佐倉再次拿出了那封信,從頭到尾又看了一遍。
他還順道拿出了紙筆,開始寫寫畫畫。
世界上真的有這種病嗎?每年都會忘記上一年關于愛情的記憶,這是什么個鬼東西,你當是細胞液染色啊,還是病毒格式化。
其實結弦爸爸的意思就是,她們家族的遺傳基因里有一種殺軟,每年會定期格式化一部分記憶,而這種記憶是所有被愛情這種病毒污染的記憶空間,還真是通俗易懂。
而且這種格式化還是絕對的,不可能主觀上的自欺欺人,其實人是最不可能騙自己的,而這種格式化是基于人類本身的認知的,只要她主觀上認為這是愛情,那么絕對會被殺個精光。
雖然很感興趣,但是,佐倉苦笑,我真的、真的有女朋友了,還是那種甩不掉的那種,因為嚴格意義上來說,我也相當于有病,回合別人互換身體這種病,說出去肯定是要被抓去精神病院接受電療的,所以,不能說出的秘密,現在又多了一個。
佐倉將信的內容又開了一邊,撕掉了丟到紙簍了。
明天就可以坐飛機趕回去了,這兩三天的舟車勞頓,全身感覺莫名的疲勞。
對了,這個時候佐倉才想起來一件事情,之前坐飛機遇到的大姐姐呢?也就是劉洋人呢?
這么想著,他打電話問了前臺,詢問是否那位劉洋小姐來過。
之后去前臺拿到了第二封信,看著復古的第二封信,佐倉突然感覺腦殼疼。
這些人難道都喜歡這個調調嗎?有古典美?還是覺得自己寫的字好看,不,或許是因為有些話不可能當面說,或者是需要避開什么東西。
算了,一邊走,一邊拆開了,展開來。
佐倉啟
當你看到這封信的時候,我應該是已經踏上了歸途了。
感謝你,邀請我看了那場古典樂演奏,大開眼界,同時也讓我收獲了一些東西。
曾經我是從來不相信愛情的,因為現實世界已經過的那么累了,結婚生子,然后給某個男人天天帶娃,看著對方的臉色過日子,想一想都覺得太拘束了,更重要的事情是,我寧可相信那些男人只會看上我的**,而不是我這個人,這么想,總感覺那些男人還真是惡心。

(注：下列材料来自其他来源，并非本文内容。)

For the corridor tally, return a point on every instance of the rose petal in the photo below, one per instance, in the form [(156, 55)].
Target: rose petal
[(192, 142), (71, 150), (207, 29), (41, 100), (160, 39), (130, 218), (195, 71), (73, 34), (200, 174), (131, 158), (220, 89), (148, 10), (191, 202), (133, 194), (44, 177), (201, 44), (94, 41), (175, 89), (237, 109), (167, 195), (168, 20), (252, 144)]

而這次,我感覺到了一些特別的東西,看起來我不應該保持著那些亂七八糟的想法了,這具**本身就是我自己的資本,更重要的事情,看著你和那姑娘眉目傳情,就能夠感覺到一股嫉妒,或者說震驚,這就是所謂的心靈相通嗎?
我真的好像一個普通的旅人被你們邀請去你們創造的世界去看了看,那里有風有月,有山有水,有永恒的天藍色,而不是像現實社會一樣充滿了骯臟。
所以,我想要去找個人談一場這么純凈的戀情了,感謝你,希望你的將來光芒萬丈,還有那姑娘挺好的,好看,屁股大,將來絕對能生兒子。
所以,佐倉弟弟,努力吧,趁著你還年輕。
其實我原本想要把你推倒的,畢竟我可是相信一個成熟的女人的魅力,對于你這樣的純情小男生的誘惑力,不過,在經歷過那場精神之旅之后,我果然做不到。
就此別過,想來,我們這輩子應該見不到了。
呼~什么鬼玩意,佐倉嘀咕了句,總感覺的對方想要表達的不止這些東西。什么推倒我?我像是那么易推倒的類型嗎?你想太多了,我可是看過了那么多島國教育片的人,雖然沒有真的實戰經驗,但理論知識還是有掌握了的。
呸呸呸~佐倉嘀咕幾句,這封信也撕掉好了,嘩啦,天女散花。
望著窗外遠處漆黑的夜,還有那銀光點點的海平面,HK,晚安。